HELLO DR. MARTIN! At the conclusion of class, some students had already run off to their next class, but I asked the remaining students if they would like to pose for a picture of me to send to my husband, Dr. Tony Martin. These students volunteered. Ta da! (photo by Lynn Hesse)

For a poem written about tracking an alligator by my husband, visit this blog on Tony Martin's website:

When You Write about Traces, Does It Make a Sound?

For more about stories about alligators and their traces, see this Tony Martin blog:

Into the Dragon's Lair--Alligator Burrows...


  1. What a wonderful opportunity you had to use all the knowledge and experiences of your life and what an even better opportunity for your (Tony"s) students to experience being lead by you...An exciting class it had to have been and will be on Friday...You and Tony together have enriched their lives beyond measure...

  2. Darlene, it has been exciting to "blend" my skills and to have the opportunity to teach Tony's Emory students.
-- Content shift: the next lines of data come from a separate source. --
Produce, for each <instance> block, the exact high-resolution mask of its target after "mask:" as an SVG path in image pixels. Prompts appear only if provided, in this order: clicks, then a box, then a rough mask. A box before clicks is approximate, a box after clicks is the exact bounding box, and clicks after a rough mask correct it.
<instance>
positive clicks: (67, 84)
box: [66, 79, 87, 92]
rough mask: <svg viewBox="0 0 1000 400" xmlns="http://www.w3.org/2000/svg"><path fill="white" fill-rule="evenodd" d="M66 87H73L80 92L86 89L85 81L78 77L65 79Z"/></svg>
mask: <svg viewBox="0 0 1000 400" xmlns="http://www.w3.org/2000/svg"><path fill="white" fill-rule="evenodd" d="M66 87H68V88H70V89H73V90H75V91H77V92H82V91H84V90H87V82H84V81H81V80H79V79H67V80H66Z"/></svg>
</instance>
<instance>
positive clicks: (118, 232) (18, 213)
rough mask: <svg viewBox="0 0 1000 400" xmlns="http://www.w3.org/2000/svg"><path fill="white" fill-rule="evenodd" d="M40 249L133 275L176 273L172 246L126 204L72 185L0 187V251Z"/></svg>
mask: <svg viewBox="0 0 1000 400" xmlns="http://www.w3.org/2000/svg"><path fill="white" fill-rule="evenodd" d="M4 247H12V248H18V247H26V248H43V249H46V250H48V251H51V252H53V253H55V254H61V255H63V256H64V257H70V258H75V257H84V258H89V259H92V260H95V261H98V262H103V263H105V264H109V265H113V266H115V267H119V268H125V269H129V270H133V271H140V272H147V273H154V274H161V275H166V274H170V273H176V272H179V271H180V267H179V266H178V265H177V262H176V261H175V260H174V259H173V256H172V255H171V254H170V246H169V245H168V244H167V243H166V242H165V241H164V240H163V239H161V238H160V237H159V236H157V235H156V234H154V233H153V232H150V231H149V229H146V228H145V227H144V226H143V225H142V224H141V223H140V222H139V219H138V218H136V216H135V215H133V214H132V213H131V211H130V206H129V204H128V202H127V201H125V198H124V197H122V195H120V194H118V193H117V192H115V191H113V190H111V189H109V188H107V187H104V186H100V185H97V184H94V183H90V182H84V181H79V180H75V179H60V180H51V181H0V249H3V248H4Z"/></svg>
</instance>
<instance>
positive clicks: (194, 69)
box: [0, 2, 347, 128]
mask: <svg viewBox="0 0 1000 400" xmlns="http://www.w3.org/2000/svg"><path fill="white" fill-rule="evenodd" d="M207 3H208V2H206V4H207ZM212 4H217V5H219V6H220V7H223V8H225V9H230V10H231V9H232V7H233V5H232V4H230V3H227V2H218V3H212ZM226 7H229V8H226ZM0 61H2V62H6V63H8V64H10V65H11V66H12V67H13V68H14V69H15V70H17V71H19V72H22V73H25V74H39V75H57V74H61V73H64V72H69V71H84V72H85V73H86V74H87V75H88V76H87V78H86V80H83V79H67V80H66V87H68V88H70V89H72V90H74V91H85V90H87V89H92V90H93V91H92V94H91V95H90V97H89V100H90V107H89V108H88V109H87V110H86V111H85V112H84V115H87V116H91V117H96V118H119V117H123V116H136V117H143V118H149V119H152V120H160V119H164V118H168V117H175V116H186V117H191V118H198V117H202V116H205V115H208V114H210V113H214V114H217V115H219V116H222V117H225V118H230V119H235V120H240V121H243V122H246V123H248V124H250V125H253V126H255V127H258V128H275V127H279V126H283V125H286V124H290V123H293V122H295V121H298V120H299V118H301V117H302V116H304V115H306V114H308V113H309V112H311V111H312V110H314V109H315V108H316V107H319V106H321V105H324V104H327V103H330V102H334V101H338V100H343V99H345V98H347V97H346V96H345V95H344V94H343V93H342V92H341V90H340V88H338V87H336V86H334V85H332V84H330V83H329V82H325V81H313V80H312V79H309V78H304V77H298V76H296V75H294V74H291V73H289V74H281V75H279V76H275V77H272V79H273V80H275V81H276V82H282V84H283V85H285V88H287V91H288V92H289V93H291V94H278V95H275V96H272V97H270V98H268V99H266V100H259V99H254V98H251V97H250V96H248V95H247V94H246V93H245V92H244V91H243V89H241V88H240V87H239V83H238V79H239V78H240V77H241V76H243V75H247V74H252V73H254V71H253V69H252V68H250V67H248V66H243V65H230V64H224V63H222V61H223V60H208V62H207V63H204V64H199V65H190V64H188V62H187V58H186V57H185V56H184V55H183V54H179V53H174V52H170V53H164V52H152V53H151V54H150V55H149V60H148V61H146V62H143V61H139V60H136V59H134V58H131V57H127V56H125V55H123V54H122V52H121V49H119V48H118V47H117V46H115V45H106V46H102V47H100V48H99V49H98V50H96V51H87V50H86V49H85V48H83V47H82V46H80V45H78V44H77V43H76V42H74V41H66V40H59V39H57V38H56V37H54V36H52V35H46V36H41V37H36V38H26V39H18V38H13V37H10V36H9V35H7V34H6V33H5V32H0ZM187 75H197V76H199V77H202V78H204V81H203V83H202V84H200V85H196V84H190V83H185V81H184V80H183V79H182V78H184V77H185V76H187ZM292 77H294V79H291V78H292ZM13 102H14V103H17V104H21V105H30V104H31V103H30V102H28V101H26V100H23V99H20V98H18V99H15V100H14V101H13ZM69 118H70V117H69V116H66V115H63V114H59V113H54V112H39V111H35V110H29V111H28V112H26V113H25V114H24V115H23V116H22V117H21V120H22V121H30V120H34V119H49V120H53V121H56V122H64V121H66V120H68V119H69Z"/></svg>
I appreciate your acknowledgments in the way we have enriched our students' lives.

  3. This sounds like so much fun. I love storytelling and telling stories. What a gift you gave these young scientists!

    1. Thank you Linda! One of the most wonderful gift is teaching and how it reinforces what we know and moves us forward to learning from our students.

  4. Hi Ruth - What an incredible discovery for your marriage. It sounds like you have found a little nugget of something new to love about him. I loved this post. I love animals and nature. I've read Grandfather and it gave me a whole new appreciation for tracking. How fun to discover this post on Inspired Blogging!

    1. Amy! You got an important part of my blog entry! I love how my creativity intertwines with my marriage and the way my scientist husband uses his imagination to communicate about what he knows. Then to begin to see how I can step into the scientific knowledge I've acquired and own it for myself--perhaps through story tellling!

  5. That sounds like a lot of discoveries ... how exciting and lots of fun :)

    1. Kama it is so much fun to keep discovering in the area of one's own being! How awesome to find new avenues, new openings, and new companions!

  6. Yahooooo!!! Sounds like a fabulous class and I love the integration and fun in your life :)

  7. Being curious and the art of storytelling make for a wonderful experience. How fun for us to be on the journey with you!

  8. Go Ruth! Just love this. Lets put this on the InterPlay page. Also can we make a doc to share in InterPlay Academy?

    1. Thank you so much for your support Cynthia! So wonderful that I continue to go to Emory to offer this workshop!